Was it permissible for her to request Allah to allow her child to at least stand on its own two feet? That the child at least take its first steps before leaving this world? Or was that too great an impudence? There’s nobody with her to ask for advice: not Murtaza, not the mullah. Almighty, give me some hints yourself: am I allowed to ask this of You? I won’t ask for anything else, I wouldn’t dare. Only this.
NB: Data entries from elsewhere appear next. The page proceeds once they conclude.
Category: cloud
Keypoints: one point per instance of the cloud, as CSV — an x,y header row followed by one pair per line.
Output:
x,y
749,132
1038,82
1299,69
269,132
And there’s this thought, out of nowhere: What if the All-powerful hears and permits your child to take its first step? What would it be to lose the child then? Might it be better for it to be right away, before getting used to the child and taking a liking to it? She remembers how she grieved over her first daughter, who was granted one whole month of life. And then less for the second, who departed after a couple of weeks. And even less for the third, who didn’t survive seven days. The fourth, who departed right away, at birth, was seen off with dry eyes.